By Benjamin Rossman and Li-Yang Tan

Computational complexity theory is the branch of computer science that studies the nature and limits of efficient computation; an overarching goal in this area is the classification of computational problems according to their inherent difficulty. One of the most intensively studied such classifications is provided by the Polynomial Hierarchy, which was introduced by Albert Meyer and Larry Stockmeyer in 1972. This hierarchy classifies problems according to a natural notion of logical complexity, and is defined with an infinite number of levels: problems at the zeroth level are the “easiest”, and for every integer k, problems at the (k+1)-st level have logical complexity “one notch higher” than those at level k. In this vignette we describe some recent work done at the Simons Institute, in collaboration with Rocco Servedio of Columbia University, which sheds new light on the structure of this hierarchy.

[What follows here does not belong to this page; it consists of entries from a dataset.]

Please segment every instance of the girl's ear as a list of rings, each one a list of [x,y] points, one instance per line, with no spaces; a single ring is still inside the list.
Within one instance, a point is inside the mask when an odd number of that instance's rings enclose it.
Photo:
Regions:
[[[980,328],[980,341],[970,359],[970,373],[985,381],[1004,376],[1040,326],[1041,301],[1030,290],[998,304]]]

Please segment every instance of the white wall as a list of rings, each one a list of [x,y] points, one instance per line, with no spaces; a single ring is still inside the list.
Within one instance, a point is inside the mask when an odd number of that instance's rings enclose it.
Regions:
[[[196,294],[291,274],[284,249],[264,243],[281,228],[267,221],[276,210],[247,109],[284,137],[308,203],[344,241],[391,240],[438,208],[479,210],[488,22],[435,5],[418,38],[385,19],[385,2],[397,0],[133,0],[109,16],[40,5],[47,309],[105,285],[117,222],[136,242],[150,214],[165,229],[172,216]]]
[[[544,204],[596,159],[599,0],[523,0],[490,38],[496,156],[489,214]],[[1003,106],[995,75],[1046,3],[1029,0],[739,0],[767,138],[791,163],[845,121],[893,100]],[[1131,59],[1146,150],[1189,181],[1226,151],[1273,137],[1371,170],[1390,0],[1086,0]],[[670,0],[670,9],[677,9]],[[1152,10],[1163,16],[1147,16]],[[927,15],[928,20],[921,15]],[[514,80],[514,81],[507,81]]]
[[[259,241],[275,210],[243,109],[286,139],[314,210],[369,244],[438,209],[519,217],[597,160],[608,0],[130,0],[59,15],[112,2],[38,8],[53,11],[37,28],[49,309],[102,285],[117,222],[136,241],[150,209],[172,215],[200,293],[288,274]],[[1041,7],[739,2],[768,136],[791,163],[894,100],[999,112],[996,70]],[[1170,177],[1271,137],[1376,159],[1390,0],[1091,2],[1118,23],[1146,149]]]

The polynomial hierarchy begins at the zeroth level with the class P of problems solvable in polynomial time — the easiest problems. In theoretical computer science P captures an elegant and robust notion of computational efficiency: polynomial-time algorithms are considered efficient, and problems in P are considered tractable. Examples of fundamental problems in P include Linear Programming, Matching, and Primality. At the first level above P in the hierarchy is NP, the class of problems solvable in nondeterministic polynomial time, meaning that a “yes” answer can be verified efficiently. Well-known examples of problems in NP include the Boolean Satisfiability and Traveling Salesman problems, among countless others that arise in surprisingly diverse contexts.

Clearly P ⊆ NP, since the answer to a computational problem can be verified efficiently if it can be determined efficiently. But is the converse true? No efficient algorithms are known for the hardest problems in NP, the so-called NP-complete problems: while a “yes” answer to these problems can be verified in polynomial time, to date our best algorithms for solving them — determining whether the answer is “yes” or “no” — all run in exponential time. Indeed, the famous P ≠ NP conjecture asserts that there do not exist efficient algorithms for solving NP-complete problems: any algorithm for these problems must run in super-polynomial time. In other words, the P ≠ NP conjecture asserts that first two levels of the Polynomial Hierarchy are distinct.

To infinity and beyond
The Polynomial Hierarchy extends beyond P and NP to include an infinite number of classes of increasing logical complexity: just as NP generalizes P, the second level of the hierarchy generalizes NP, the third generalizes the second, and so on ad infinitum. To understand this hierarchy it is convenient to think of problems in NP as asking questions with a single existential quantifier. For example, the Boolean Satisfiability problem asks if there exists a satisfying assignment to a Boolean formula, and the Traveling Salesman problem asks if there exists a short tour visiting every city exactly once. Problems at the k-th level of the hierarchy allow for questions with not just one existential quantifier, but k alternating quantifiers:

Does there exist X, such that for all Y, there exists Z such that…?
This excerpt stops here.